Rumah Kur di Binturu pun digerebek. Saat diamankan, Kur tidak bisa mengelak. Sejumlah barang bukti ikut diamankan, diantaranya 5 sachet sabu seberat 4,76 gram, 1 set bong, 1 batang pirex yang berisi 1 sendok sabu dan pipet plastik putih, 1 rice cooker, 1 buah sumbu, serta 1 buah plastik rokok.

Dalam tahun 2019, Palopo memang menjadi salah satu kota “Daerah Tujuan Narkotika” terbukti dengan  semakin meningkatnya jumlah kasus Narkoba dari tahun ke tahun. Pada 2018 kasus Narkoba hanya berjumlah 51 kasus dan di tahun 2019 ini jumlah kasus semakin meningkat menjadi 62 kasus.

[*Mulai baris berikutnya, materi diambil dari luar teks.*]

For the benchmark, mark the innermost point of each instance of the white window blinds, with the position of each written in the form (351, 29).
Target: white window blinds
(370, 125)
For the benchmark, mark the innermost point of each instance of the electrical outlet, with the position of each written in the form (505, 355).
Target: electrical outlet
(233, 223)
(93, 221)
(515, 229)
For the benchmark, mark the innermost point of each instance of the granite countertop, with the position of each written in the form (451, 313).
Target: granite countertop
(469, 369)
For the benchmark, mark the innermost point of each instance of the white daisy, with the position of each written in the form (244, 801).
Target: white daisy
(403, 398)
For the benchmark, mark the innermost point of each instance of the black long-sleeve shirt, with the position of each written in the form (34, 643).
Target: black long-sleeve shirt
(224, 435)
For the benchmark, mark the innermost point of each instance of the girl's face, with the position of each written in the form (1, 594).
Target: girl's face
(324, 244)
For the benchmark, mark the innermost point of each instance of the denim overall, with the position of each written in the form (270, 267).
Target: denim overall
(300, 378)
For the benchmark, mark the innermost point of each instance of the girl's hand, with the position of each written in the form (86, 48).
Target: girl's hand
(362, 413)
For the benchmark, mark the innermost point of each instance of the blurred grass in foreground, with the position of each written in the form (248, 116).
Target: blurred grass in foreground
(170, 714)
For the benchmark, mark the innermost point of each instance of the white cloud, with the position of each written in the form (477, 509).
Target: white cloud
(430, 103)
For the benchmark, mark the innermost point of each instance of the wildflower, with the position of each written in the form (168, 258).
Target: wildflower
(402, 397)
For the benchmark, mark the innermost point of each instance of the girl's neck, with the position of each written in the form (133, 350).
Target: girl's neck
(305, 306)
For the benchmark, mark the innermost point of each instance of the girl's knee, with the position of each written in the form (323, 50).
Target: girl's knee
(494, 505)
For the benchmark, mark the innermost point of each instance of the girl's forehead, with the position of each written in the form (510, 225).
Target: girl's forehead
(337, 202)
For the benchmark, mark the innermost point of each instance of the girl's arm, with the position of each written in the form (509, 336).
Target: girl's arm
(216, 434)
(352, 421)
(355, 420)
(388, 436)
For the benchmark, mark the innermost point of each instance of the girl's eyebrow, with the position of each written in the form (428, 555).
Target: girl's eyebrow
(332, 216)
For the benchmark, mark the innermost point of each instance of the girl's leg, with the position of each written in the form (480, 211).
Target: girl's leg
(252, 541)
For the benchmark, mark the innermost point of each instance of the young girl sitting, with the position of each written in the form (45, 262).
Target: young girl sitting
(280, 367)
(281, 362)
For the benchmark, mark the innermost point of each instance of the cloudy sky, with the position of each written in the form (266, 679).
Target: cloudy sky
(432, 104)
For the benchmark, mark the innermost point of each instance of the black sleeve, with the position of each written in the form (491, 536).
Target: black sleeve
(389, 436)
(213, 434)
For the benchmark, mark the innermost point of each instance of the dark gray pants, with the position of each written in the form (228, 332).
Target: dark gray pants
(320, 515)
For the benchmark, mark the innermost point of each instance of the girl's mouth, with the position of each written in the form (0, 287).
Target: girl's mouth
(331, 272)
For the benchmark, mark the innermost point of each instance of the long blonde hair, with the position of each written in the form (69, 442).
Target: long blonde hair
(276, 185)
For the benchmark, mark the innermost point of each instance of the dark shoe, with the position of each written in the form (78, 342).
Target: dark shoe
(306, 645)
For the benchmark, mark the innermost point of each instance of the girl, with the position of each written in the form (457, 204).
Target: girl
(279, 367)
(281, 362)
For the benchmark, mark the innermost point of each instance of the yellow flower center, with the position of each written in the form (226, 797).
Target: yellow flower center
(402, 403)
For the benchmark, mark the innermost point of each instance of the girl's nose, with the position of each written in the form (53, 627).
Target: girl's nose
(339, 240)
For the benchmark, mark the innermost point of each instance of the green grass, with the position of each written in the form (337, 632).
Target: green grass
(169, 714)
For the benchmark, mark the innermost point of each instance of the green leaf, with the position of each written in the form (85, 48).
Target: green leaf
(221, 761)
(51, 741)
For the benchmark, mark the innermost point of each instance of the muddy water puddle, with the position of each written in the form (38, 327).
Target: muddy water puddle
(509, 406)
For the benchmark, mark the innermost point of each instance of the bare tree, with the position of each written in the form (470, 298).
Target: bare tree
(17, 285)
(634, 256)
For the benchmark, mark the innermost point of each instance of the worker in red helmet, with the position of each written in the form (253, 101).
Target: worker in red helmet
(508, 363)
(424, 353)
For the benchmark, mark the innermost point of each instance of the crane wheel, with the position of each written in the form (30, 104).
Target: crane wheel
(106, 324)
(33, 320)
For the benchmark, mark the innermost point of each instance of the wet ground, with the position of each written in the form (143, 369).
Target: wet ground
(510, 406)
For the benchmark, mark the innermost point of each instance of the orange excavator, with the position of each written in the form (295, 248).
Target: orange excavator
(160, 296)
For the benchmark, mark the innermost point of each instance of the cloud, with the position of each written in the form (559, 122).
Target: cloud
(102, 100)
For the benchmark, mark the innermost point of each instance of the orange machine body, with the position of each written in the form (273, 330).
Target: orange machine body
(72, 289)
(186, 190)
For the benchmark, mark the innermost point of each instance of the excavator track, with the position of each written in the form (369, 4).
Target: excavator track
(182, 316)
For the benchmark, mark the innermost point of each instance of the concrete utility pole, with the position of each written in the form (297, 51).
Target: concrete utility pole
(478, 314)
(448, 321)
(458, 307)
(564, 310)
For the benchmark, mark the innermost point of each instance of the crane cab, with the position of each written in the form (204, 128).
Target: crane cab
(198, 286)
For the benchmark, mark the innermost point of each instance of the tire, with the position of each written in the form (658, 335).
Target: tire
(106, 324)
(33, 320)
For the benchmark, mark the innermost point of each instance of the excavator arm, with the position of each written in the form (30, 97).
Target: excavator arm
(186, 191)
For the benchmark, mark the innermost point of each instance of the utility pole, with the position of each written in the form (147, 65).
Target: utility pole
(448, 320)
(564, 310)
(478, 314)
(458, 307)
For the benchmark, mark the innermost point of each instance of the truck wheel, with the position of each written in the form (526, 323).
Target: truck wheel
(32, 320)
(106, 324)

Dari data Sat Narkoba Polres Palopo, sepanjang tahun 2019 jumlah Sabu yang berhasil disita pihaknya adalah sejumlah 113.4933 gram belum lagi 1.025 butir pil Trihexyphenidyl (THD), dengan jumlah tersangka 104 orang, yakni 95 pria dan 9 perempuan. (Iys)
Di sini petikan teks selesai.